Thane suddenly realized, with a little whistle, that he was now as anxious to avoid giving proof of UFO’s as the Morlians. So he sat eagerly at his typewriter again, to finish his forthcoming radio speech discounting all saucer sightings. He was not only ‘fooling’ the Morlians into thinking he was ‘following instructions’ but also wholeheartedly keeping up the smokescreen hiding UFO’s from earth-people.
Thane grinned wryly. A strange, ironic situation. He began banging the keys.
* * * *
“Greetings, Thane Smith!” a voice boomed in his mind an hour later and Thane’s fingers mashed down on the keys, locking a half-dozen. As he unhooked them, sheepishly, the silent telepathic voice went on:
“This is Thalkon psycho-transmitting. You see, the wafer near your brain is a two-way contact. Good work, Thane!
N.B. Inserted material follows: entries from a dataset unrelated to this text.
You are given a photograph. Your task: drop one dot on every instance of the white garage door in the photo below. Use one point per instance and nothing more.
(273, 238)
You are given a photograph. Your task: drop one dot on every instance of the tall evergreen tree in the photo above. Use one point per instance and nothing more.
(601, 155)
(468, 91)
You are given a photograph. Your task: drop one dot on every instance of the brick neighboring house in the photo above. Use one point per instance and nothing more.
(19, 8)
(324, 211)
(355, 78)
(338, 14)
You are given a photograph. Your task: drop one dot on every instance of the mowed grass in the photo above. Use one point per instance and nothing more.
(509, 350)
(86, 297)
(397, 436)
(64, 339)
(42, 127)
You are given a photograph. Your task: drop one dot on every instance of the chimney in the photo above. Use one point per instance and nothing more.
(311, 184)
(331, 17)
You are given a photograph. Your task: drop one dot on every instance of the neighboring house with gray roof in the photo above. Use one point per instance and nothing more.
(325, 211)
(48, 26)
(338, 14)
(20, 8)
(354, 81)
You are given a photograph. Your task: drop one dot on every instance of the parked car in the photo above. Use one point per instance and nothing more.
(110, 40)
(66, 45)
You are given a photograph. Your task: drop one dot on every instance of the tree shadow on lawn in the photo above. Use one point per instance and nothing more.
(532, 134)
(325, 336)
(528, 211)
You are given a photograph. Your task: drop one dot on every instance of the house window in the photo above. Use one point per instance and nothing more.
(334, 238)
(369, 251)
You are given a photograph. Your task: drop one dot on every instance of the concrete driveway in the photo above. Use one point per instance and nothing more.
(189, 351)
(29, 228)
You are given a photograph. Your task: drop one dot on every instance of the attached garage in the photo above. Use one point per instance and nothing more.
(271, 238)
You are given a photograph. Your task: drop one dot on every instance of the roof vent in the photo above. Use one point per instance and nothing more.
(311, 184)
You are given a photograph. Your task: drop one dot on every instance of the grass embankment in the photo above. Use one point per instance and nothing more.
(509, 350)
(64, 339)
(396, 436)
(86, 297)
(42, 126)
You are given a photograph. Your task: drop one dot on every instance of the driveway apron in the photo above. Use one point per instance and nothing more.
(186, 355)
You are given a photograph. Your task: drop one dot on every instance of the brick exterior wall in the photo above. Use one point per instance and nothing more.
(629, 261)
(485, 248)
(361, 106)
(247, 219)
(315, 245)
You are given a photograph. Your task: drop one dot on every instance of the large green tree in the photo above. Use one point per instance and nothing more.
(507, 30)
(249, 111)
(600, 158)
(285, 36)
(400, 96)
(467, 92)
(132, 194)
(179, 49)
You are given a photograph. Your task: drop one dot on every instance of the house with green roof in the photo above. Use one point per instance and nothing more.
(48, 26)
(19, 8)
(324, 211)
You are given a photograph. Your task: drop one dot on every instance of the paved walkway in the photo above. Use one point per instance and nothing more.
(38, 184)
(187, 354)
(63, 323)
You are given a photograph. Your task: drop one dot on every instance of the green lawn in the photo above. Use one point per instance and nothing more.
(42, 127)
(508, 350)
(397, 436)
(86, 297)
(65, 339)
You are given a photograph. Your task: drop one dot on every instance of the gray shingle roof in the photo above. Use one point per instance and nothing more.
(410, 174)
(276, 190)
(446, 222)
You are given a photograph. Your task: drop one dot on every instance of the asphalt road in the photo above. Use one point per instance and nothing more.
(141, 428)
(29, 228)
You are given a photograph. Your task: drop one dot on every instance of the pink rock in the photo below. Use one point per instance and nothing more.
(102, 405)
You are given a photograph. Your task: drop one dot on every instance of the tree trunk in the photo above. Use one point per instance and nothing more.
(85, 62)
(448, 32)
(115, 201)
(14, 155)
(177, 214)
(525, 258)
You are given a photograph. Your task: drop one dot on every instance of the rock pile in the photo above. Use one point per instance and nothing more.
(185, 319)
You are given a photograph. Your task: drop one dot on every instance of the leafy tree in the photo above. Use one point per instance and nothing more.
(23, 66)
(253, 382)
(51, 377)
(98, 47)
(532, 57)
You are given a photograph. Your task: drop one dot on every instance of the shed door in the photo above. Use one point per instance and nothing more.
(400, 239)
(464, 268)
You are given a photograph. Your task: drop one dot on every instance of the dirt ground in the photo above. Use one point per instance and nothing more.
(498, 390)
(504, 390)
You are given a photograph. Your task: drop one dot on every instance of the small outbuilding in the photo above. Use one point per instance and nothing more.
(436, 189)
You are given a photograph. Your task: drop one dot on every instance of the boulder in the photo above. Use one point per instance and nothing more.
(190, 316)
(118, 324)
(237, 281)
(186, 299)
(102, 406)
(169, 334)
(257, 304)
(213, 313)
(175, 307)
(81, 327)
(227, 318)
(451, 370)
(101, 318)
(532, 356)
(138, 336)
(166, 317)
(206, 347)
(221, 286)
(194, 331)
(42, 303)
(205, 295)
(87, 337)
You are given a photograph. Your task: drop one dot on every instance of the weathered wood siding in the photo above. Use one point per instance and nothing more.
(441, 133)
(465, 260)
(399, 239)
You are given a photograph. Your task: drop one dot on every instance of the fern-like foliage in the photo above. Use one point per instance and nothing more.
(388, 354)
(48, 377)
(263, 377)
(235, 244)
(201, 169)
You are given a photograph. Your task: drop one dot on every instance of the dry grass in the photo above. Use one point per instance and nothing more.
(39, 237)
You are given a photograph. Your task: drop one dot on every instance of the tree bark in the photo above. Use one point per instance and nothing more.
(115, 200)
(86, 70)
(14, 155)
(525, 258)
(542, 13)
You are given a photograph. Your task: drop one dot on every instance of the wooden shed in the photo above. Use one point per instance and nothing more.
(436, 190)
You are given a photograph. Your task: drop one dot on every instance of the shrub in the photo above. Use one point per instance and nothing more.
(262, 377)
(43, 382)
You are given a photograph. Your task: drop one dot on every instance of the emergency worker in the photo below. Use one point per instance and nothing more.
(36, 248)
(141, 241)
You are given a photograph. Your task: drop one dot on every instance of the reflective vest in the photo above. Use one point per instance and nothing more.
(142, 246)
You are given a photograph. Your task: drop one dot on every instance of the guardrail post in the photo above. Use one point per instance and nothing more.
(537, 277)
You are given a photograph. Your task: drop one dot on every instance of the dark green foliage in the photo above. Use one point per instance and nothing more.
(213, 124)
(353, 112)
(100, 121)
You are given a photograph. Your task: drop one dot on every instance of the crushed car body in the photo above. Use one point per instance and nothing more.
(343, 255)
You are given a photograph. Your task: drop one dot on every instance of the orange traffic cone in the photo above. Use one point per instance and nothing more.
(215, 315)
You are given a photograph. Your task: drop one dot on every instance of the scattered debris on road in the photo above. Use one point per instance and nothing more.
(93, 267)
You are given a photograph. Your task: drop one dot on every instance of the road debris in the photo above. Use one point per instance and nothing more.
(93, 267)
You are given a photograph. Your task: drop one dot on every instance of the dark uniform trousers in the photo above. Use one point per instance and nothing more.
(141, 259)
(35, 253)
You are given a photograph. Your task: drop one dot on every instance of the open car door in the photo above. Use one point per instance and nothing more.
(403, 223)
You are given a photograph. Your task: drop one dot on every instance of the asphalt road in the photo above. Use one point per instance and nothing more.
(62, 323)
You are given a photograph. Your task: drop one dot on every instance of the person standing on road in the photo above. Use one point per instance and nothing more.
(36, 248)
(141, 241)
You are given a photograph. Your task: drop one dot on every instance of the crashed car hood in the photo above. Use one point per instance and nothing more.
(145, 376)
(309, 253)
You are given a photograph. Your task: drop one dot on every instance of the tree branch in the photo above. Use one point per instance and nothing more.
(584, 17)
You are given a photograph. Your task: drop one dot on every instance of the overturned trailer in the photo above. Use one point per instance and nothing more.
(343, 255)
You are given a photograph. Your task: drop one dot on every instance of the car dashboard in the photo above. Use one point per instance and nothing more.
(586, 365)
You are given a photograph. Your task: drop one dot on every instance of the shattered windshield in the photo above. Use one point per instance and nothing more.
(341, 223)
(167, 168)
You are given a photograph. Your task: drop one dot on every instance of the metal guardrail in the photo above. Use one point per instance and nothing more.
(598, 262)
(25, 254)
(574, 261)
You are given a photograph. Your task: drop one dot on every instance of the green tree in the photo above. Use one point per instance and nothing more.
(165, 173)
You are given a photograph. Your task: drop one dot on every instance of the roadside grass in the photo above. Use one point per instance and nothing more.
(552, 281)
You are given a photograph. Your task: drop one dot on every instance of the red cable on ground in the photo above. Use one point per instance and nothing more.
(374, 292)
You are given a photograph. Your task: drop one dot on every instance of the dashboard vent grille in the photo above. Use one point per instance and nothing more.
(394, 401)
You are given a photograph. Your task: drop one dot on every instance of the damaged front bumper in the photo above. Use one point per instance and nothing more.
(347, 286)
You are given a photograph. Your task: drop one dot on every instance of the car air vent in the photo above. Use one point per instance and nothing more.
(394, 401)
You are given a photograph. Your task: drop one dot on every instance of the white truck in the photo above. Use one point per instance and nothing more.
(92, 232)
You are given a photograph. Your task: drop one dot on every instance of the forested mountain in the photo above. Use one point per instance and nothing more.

We picked up the relayed thought of the Morlian about an Antarctic base.”
“I guess my spy stint paid off pretty quickly at that,” radiated back Thane, knowing his beamed thought-message would reach Thalkon.
“As a reward,” went on Thalkon, “we will let you see the result, in relayed psycho-vision scenes from Antarctica. They will be live, in full color.”
Sounds like a TV ad, thought Thane in amusement. Into his mind suddenly sprang a vivid scene of the Antarctic ice-cap as seen from space. Then, as if he were aboard one of the diving Vigilante ships, the scene enlarged in detail and narrowed its scope to one portion of the mighty ice-sheet somewhere in the area known as Little America.
“As soon as we got the tip,” came in Thalkons psycho-voice, like a commentator, “we rushed scout ships to Antarctica. Using the anti-visio screen, they snooped around while their detectobeams revealed exactly where the Morlian base was. Now watch, as our demolition fleet does its job.”
The panorama in Thane’s mind, like a motion-picture screen, now showed the fleet of turreted saucers which had turned visible and were diving down at blistering speed. Livid red rays sprang from them, melting the ice in a wide circle. Into the newly created ‘lake’ plunged the fleet, melting ice ahead as fast as they flew down.
“We could not use the Morlian ice-tunnels,” interposed Thalkon, “which led a mile down to the bottom of the ice-cap, without being detected and opposed. Sudden attack was our best bet. Hence, the use of infrabeams to melt the ice for a direct attack.”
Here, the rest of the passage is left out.